Schwartz interrupted his healthcare career to pursue a music career in the late 1990s. Adopting his mother's maiden name, he performed as Bobby Moore and developed a following in Berlin, Germany. He released one CD titled "Off the Grill." He became a voting member of the Country Music Association (CMA) in 1994. A handful of Moore's songs were recorded by independent artists. "Three Weeks to Go," a song co-written with Hank "Cowboy from Japan" Sasaki, was named Story Song of the Year by the Traditional Country Music Association (TCMA) in 2014. TCMA founder Bob Everhart described the song in an on-line review as: "An astonishing rendition of what country music has always been...."

==Politics==
Schwartz became involved in the Presidential race supporting the Republican ticket of John McCain and Sarah Palin. He founded and chaired a grassroots organization called Music Row 4 McCain that generated networking and media attention for McCain/Palin. Largely as a result, he was one of 100 Americans to be named to the Platform Committee at the 2008 Republican National Convention in Minneapolis. As a freshman on the Platform Committee, Schwartz added "home schooling" as a legitimate alternative to public school education to the Platform. He also drafted language that was approved on a voice vote of the full Committee emphasizing the importance of prevention and early detection in health policy. Schwartz was also elected and served as a Delegate-at-Large from Tennessee to the 2008 Convention.

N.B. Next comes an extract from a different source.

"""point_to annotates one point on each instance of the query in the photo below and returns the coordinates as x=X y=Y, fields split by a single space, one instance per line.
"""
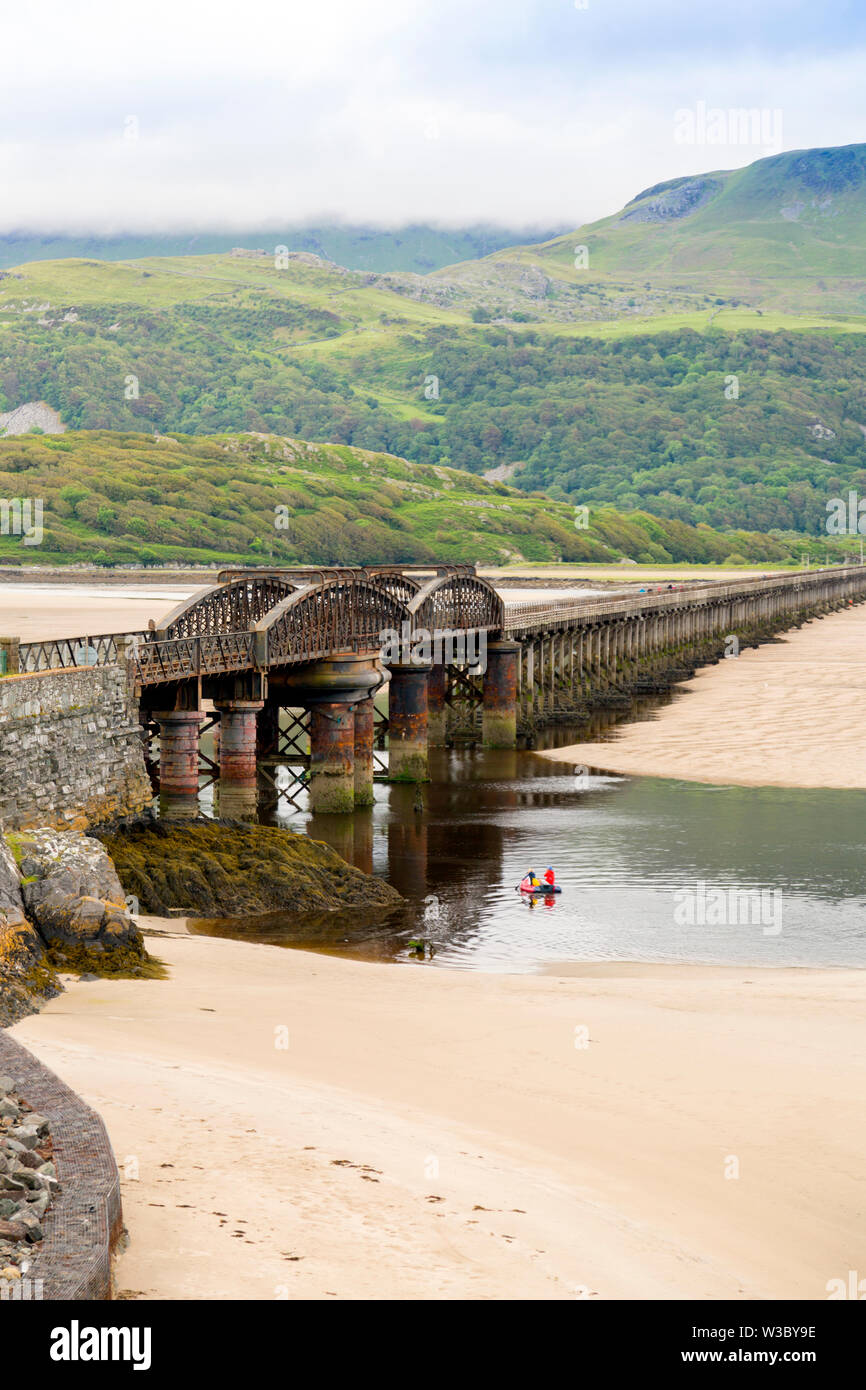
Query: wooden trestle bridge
x=455 y=658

After the loss of the McCain/Palin ticket, Schwartz returned to local grassroots activities. He was elected one of three Regional Directors of the Davidson County Republican Party. He also served as Membership Chair for the group and, in that role, worked to bring trainers from Leadership Institute, the Arlington-based conservative think tank where he had previously studied, to two training workshops in Nashville.

Schwartz began investigating a run for Congress against long-time incumbent Democrat Jim Cooper in Tennessee's Fifth Dustrict in 2009. Cooper, the wealthy son of a former Tennessee Governor, announced his intention to run for re-election to a ninth term in Congress. Schwartz entered a crowded Republican field and focused his campaign on healthcare reform. He lost his bid finishing a distant fifth place. In 2012, he served as executive director of Newt Gingrich's statewide volunteer effort. Largely as a result, he was elected a Delegate to the 2012 Republican National Convention in Tampa garnering more votes in Tennessee's Fifth Congressional District than Gingrich or eventual party nominee Mitt Romney.